Breaking down and rebuilding iconicity: machine learning verified by human learning

GRF 2023/2024
(PI Youngah Do, Co-I Van Hoey Thomas Greta R., Coupe Christophe Dominique Michel and Baayen Harald)
General Research Fund (GRF), University Grants Council (UGC), Hong Kong
Amount: 846,300 HKD

Abstract
An English speaker who hears the Cantonese word dang would be hard-pressed to guess the correct translation (“chair”) above chance level. Some words, however, are easy to guess, for example ideophones. Ideophones are words that depict sensory imagery and exist in every spoken language. An English speaker who hears the Japanese ideophone kira-kira is very likely to guess the correct translation (“flashing”).

What are the special properties of ideophones that allow speakers to easily guess their meaning? This is still not well-understood. What we do know is that ideophones rely on iconicity to be meaningful. Iconicity is a connection between form and meaning. Since ideophones are spoken, their “form” is sound. Ideophones essentially “sound like” what they mean.

What we don’t know is the answer to this question: what is it about kira-kira that sounds like “flashing” to native and non-native speakers? This question is simple yet speaks to a unifying and fundamental aspect of human cognition: how do we relate sounds to the world? By striving to answer this question, our objectives feed into language acquisition, psychology, and machine learning.

The main goal of our project is to identify which sound properties cause ideophones to sound like what they mean. We do this by teaching ideophones from a multilingual database to a neural network. To do this, we train our network on pronunciation (e.g., kira-kira) and meaning (e.g., “flashing”) alone, replicating circumstances participants face during guessing tasks. Next, we pinpoint which sounds the neural network relied on to guess meanings more accurately.

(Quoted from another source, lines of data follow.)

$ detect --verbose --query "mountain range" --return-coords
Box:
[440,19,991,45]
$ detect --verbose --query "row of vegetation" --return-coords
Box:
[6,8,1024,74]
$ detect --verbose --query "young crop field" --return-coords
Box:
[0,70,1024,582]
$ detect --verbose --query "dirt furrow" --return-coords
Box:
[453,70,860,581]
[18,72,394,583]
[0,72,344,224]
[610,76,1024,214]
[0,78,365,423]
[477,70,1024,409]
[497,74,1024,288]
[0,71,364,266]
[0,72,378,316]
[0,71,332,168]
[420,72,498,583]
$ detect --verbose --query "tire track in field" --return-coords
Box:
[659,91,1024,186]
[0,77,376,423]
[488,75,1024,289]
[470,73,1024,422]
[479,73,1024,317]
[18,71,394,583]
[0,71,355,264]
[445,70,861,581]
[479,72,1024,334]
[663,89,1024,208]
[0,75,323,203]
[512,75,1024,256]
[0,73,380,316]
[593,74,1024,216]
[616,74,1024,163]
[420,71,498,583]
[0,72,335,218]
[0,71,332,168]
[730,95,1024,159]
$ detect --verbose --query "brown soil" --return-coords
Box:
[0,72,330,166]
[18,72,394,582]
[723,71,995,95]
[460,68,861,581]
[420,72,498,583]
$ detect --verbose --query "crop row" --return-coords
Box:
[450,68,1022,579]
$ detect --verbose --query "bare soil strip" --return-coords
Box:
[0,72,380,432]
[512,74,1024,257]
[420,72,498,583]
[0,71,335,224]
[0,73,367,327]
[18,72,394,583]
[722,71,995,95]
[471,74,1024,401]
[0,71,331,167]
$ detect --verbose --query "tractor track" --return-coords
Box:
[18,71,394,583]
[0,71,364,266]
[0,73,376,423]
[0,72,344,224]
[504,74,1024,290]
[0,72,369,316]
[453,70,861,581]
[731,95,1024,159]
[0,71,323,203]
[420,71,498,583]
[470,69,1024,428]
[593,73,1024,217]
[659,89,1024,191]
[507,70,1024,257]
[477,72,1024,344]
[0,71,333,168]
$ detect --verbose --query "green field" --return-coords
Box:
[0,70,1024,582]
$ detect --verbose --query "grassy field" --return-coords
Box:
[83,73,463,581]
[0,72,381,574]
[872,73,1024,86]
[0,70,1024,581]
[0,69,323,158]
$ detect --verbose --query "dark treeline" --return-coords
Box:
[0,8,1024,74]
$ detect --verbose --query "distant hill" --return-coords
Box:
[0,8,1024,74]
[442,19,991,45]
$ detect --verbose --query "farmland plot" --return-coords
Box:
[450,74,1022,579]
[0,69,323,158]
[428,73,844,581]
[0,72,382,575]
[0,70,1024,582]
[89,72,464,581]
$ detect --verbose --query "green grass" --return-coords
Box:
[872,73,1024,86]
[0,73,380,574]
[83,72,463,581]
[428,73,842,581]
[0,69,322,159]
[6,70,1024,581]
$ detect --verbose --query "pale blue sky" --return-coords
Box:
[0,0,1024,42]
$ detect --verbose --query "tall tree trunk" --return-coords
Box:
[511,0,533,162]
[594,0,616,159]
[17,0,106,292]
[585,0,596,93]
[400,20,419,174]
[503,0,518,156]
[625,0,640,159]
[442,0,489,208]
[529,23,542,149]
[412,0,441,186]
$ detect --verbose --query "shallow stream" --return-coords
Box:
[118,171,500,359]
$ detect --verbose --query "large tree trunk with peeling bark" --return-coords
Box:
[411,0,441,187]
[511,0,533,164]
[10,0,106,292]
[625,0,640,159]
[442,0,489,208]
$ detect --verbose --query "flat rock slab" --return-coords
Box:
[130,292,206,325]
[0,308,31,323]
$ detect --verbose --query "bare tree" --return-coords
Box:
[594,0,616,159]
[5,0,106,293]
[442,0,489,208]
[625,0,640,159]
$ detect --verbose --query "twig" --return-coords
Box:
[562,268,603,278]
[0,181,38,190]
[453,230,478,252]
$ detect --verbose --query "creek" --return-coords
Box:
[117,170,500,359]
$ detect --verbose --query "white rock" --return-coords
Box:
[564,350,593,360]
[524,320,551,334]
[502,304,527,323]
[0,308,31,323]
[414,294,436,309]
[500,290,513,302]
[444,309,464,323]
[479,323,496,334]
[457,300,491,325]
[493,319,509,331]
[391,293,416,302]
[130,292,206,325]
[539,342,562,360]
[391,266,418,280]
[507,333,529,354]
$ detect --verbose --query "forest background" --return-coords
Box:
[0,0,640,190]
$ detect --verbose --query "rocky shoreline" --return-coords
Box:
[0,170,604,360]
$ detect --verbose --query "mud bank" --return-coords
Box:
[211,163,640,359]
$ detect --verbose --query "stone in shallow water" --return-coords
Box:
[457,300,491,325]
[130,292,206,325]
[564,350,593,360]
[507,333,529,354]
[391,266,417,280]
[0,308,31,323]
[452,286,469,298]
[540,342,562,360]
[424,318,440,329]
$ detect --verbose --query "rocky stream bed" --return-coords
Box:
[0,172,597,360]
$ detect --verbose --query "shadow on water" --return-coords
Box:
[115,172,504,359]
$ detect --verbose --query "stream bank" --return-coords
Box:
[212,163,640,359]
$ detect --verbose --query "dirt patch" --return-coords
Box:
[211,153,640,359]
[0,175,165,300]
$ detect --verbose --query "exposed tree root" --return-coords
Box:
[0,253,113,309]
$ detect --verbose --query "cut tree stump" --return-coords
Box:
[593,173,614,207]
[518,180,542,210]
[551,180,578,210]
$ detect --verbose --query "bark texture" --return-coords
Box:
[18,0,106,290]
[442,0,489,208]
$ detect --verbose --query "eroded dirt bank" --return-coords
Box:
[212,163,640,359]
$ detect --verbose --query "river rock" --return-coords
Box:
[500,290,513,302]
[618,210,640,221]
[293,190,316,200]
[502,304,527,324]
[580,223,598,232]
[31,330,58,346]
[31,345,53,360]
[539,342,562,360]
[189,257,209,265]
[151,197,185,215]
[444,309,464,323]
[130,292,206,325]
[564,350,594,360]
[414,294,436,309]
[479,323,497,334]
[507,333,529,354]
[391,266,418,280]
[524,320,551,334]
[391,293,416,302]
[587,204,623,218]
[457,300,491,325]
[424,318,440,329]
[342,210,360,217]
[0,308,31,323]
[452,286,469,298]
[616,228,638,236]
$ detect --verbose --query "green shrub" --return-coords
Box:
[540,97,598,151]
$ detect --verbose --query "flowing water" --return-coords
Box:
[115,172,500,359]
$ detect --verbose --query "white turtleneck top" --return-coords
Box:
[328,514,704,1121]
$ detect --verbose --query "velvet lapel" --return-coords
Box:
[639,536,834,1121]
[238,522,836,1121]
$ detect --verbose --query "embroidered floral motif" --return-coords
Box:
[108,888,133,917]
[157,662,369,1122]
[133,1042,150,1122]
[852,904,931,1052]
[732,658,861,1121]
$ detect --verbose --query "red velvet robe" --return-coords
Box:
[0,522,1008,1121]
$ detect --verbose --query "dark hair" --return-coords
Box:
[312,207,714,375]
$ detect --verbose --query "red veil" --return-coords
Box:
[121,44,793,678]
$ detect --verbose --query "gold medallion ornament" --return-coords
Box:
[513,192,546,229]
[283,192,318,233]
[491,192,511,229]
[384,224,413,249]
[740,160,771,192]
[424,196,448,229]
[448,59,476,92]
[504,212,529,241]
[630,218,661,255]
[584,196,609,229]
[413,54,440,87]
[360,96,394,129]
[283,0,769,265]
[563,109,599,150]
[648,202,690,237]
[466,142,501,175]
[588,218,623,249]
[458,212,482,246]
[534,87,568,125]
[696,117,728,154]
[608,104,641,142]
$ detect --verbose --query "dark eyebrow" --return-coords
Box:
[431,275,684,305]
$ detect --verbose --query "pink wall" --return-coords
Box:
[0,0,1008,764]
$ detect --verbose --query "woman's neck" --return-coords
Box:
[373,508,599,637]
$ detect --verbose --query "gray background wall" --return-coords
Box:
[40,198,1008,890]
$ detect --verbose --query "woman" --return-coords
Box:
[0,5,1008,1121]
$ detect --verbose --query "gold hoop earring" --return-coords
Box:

We then test the psychological reality of what the neural network has learned by first asking it to generate new ideophones, then using these as stimuli in two experiments: (1) a learning study, and (2) a transmission study (a game of telephone), to see how the new ideophones “survive in the wild” as they are passed from one participant to the next.

Our project has two impact pathways: (1) developing an open-access database of ideophones from many languages, labeled with sound-meaning mappings identified by our neural network and verified through experimental evidence, and (2) designing an open-source brain-teaser game that helps improve one’s memory, while allowing us to continue to improve our network. For (1), we convert our neural network’s training set into a searchable website. For (2), we harness the sound-meaning mappings pin-pointed by our network to design memory tasks shown to improve memory performance.